How do you make the most of college?
How to build a remarkable college career
Turn college into career prep

And for everyone, I have a favor to ask.

I started writing this blog every day in 2009 because I wanted families to enjoy the process that you’ve just finished. If you’ve read and benefitted from what I share here, please pass it along to the next crop of college-goers. Tell a younger friend about it. Share it with a parent who’s about to go through this process with their own son or daughter. Or just forward a particular post that really helped you. Those of us who are trying to change college admissions have to stick together, so when you move on, I need to add new members to the band.

And finally, thank you for reading. It’s a privilege for me to be able to do this, and I hope it helped you enjoy your ride to college a little more.

Good luck, and have a great time in college.

Are you managing up?

“Managing up” is one of those buzz-phrases that’s both widely used and widely misunderstood. Traditional managing involves a person in authority asking a subordinate for updates, explanations, or other information. It’s someone reacting to a lack of necessary information, to something going wrong, or to another factor that has presented itself and is now a concern. But managing up is when the subordinate goes first. Before you’re asked, before it becomes an issue of concern for the person in power, you volunteer not just the information, but also the explanation or other information you would have inevitably been asked for at some point. Instead of authority managing down the chain of command, subordinates manage up toward those in power.

Here are some examples:

  • Students, tell your parents that you struggled on the exam you took today and that you’ve already asked your teacher if you can check in together about your work in the course.
  • Private counselors, reach out to the family you haven’t interacted with recently before they have to ask what their next step is.
  • Parents, tell your boss that the project is likely to be delayed, explain the reasons why, and reveal the steps you’re taking to make sure you’ll still deliver the finished product on spec and under budget.
  • Counselors, tell your principal that you’ve identified some weaknesses in your team’s admissions advising and that you’re creating training programs to address them.

It’s tempting to avoid preemptively answering questions you don’t want to answer. It’s tempting to keep quiet and try to keep those in power from noticing. It’s tempting to suppress an unsavory topic and hope that it will never come to light.

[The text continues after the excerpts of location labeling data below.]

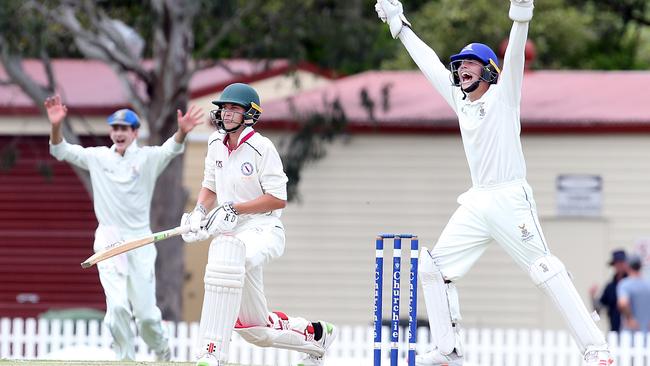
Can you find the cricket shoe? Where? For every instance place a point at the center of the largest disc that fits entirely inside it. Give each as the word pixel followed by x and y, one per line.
pixel 209 359
pixel 598 357
pixel 329 335
pixel 435 358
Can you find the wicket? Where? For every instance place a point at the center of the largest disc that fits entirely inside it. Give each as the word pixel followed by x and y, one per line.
pixel 396 296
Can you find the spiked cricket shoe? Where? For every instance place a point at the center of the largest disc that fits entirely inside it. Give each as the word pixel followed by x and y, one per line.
pixel 435 358
pixel 329 335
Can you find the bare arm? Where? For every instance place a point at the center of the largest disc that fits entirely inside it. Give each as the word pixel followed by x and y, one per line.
pixel 429 63
pixel 206 198
pixel 626 312
pixel 263 203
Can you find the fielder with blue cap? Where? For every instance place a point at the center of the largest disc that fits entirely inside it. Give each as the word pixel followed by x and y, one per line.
pixel 499 206
pixel 124 117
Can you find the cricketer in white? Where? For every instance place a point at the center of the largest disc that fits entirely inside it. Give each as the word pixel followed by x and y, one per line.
pixel 123 178
pixel 499 206
pixel 245 182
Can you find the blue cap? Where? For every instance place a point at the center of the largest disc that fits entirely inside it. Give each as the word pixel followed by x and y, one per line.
pixel 125 117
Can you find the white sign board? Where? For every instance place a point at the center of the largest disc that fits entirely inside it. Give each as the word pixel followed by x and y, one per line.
pixel 579 195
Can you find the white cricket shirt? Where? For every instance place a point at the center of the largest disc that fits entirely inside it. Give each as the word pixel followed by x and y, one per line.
pixel 252 169
pixel 490 127
pixel 122 185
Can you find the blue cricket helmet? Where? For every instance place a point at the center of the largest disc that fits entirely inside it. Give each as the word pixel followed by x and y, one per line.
pixel 124 117
pixel 481 53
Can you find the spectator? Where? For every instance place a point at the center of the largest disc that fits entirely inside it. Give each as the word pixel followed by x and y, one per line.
pixel 608 298
pixel 634 298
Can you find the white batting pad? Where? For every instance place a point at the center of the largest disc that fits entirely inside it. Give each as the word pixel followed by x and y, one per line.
pixel 224 279
pixel 443 308
pixel 288 333
pixel 549 274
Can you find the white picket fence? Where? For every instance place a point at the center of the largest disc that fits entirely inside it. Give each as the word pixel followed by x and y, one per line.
pixel 79 340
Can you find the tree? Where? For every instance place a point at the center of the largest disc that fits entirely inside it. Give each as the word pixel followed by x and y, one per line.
pixel 574 34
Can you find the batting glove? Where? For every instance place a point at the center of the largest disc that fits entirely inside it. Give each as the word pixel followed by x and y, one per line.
pixel 193 220
pixel 392 12
pixel 521 10
pixel 222 219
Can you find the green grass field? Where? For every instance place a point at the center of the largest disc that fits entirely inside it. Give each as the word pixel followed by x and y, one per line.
pixel 90 363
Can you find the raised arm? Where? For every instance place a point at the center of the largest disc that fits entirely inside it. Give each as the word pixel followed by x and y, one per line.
pixel 521 12
pixel 59 148
pixel 391 12
pixel 175 145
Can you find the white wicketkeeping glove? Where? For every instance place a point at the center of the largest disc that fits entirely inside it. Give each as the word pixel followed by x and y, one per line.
pixel 194 219
pixel 222 219
pixel 392 12
pixel 521 10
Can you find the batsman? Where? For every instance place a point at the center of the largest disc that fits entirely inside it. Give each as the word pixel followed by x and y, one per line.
pixel 499 206
pixel 245 183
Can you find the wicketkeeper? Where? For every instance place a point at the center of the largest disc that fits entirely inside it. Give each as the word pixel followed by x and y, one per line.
pixel 123 178
pixel 499 206
pixel 245 182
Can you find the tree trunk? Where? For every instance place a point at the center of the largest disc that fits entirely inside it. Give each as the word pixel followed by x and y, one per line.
pixel 167 207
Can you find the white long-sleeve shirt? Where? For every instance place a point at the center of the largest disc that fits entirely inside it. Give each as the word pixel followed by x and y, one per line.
pixel 245 173
pixel 490 126
pixel 122 185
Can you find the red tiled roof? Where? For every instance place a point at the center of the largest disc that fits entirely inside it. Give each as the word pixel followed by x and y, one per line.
pixel 91 87
pixel 602 101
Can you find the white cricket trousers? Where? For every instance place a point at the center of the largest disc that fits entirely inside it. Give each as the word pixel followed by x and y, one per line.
pixel 129 283
pixel 506 213
pixel 264 240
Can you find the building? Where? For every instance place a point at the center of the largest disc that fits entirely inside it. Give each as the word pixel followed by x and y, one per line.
pixel 48 223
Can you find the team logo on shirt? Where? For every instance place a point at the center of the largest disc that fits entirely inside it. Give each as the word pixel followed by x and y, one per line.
pixel 247 169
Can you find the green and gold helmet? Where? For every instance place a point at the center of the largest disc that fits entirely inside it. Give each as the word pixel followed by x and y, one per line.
pixel 242 95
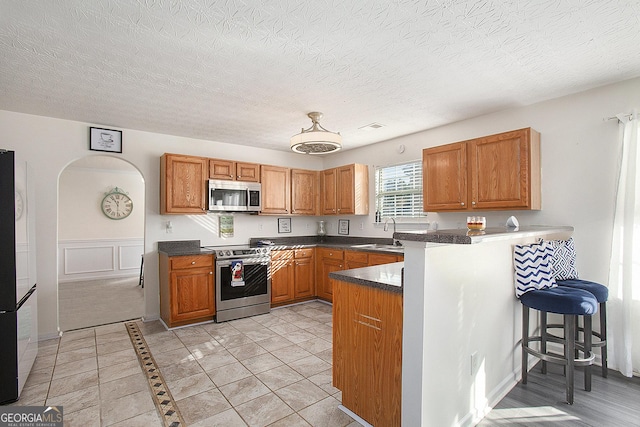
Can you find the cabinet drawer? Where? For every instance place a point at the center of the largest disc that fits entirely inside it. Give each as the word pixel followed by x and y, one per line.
pixel 331 253
pixel 303 253
pixel 356 256
pixel 190 261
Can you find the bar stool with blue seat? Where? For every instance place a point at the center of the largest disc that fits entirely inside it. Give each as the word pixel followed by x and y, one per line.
pixel 536 288
pixel 569 302
pixel 565 273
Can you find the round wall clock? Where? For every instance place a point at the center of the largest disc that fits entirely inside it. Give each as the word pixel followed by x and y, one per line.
pixel 117 205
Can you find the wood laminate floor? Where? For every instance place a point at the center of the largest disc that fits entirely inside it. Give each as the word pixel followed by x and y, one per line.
pixel 613 401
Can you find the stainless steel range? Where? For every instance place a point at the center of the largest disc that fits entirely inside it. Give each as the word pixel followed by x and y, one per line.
pixel 243 282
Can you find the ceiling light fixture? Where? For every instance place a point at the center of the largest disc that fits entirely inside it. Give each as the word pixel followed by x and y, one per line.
pixel 316 139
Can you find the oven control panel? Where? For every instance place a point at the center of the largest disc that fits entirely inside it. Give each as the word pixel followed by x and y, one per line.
pixel 239 252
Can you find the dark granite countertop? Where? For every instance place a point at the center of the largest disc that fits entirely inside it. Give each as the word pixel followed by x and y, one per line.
pixel 387 276
pixel 337 242
pixel 464 236
pixel 182 247
pixel 193 247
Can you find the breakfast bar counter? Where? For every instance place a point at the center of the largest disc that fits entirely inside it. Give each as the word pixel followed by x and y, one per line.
pixel 461 321
pixel 386 276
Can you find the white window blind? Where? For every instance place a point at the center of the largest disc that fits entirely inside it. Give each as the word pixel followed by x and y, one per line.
pixel 399 191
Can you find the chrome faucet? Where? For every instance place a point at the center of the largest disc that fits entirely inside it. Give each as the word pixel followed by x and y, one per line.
pixel 386 227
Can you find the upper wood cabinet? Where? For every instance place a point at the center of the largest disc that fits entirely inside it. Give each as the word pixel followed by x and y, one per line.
pixel 234 171
pixel 496 172
pixel 276 190
pixel 292 275
pixel 444 177
pixel 305 192
pixel 345 190
pixel 182 184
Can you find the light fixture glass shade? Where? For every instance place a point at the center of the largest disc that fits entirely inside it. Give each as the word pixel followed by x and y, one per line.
pixel 316 139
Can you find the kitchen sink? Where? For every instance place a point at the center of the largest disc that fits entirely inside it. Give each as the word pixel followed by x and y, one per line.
pixel 379 246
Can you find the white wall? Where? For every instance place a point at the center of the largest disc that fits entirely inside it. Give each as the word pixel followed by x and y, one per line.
pixel 81 190
pixel 50 144
pixel 579 165
pixel 579 153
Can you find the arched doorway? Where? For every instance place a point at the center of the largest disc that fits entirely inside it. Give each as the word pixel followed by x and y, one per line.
pixel 100 244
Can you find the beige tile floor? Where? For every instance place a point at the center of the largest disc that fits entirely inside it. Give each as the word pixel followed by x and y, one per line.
pixel 267 370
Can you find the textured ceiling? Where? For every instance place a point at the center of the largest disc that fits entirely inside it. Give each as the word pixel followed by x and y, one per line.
pixel 248 71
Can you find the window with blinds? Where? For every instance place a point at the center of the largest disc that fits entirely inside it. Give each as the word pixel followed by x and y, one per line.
pixel 399 191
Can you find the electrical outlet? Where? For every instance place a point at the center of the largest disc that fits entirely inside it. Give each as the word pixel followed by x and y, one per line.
pixel 474 363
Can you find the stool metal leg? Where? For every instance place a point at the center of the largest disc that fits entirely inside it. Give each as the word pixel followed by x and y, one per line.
pixel 543 339
pixel 603 338
pixel 587 351
pixel 569 350
pixel 525 342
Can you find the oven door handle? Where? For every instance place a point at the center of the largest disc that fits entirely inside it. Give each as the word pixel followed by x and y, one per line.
pixel 227 263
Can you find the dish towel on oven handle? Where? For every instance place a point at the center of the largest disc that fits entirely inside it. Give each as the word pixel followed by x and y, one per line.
pixel 237 273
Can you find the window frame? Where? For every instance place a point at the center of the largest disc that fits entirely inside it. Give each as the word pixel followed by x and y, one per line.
pixel 414 213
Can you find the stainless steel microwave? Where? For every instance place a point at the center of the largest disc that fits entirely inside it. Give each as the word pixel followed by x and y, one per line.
pixel 234 196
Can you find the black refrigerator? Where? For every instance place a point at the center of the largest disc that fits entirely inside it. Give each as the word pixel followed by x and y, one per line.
pixel 18 297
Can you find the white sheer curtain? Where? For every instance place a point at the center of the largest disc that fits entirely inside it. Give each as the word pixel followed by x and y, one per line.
pixel 623 306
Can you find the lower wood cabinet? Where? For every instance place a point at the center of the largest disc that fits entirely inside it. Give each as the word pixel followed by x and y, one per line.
pixel 282 278
pixel 367 351
pixel 329 260
pixel 292 275
pixel 304 273
pixel 186 289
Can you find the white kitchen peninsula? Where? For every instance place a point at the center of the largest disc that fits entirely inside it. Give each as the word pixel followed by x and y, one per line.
pixel 461 322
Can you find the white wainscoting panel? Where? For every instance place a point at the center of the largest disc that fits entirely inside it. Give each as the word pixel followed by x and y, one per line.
pixel 98 259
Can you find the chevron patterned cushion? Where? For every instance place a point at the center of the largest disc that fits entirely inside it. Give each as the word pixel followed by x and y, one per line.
pixel 564 259
pixel 533 268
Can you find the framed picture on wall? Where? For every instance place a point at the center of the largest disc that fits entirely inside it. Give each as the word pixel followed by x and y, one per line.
pixel 343 226
pixel 105 140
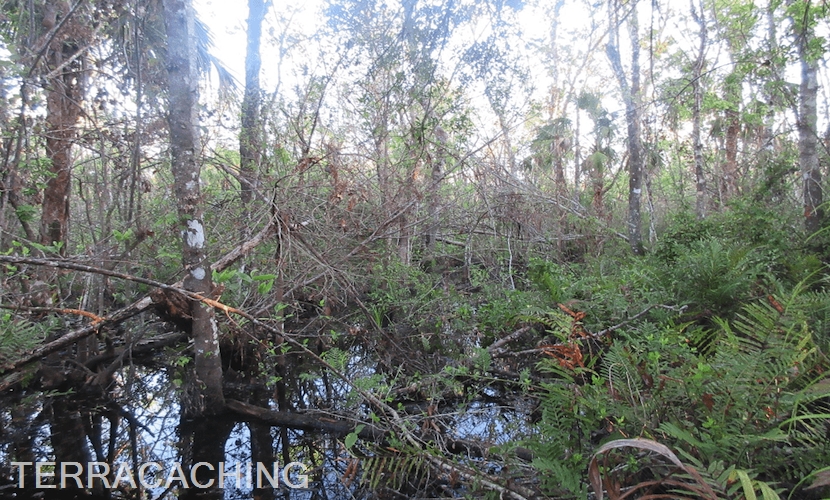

But managing up takes away the element of surprise for both parties. It establishes that you’re retaining responsibility. It reinforces that your concern goes beyond just your own interests. And it encourages confidence in those managing down that you can be counted on to manage up.

The parenting report card

Julie Lythcott-Haims nails it again in this Q&A with Your Teen, particularly with this piece of advice:

“If there is a parenting report card, it should be ‘Does your child do the right thing in the world, even when no one is looking or grading them?’ Their good character is the highest possible grade we could receive. As parents, we should show an interest in them, not just their grades and scores. When you first see each other at the end of the day, looking them in the eye, smiling, letting them see that their presence brings you joy, and saying, ‘Hi. How was your day? What did you like about today?’ Take an interest in what actually interested them in the day, instead of bombarding them with, ‘How’d that math test go? How much homework do you have?’ The first questions we ask when we reunite with them at the end of each school or work day really is a very clear signal to them about what matters to us. Many of us are conveying the impression that our kids’ worth value comes from their test scores and GPA. We’ve got to take that broader view, and value the human behind those achievements.”

Grades and test scores may not measure those character traits. But just about everyone else does, including many colleges.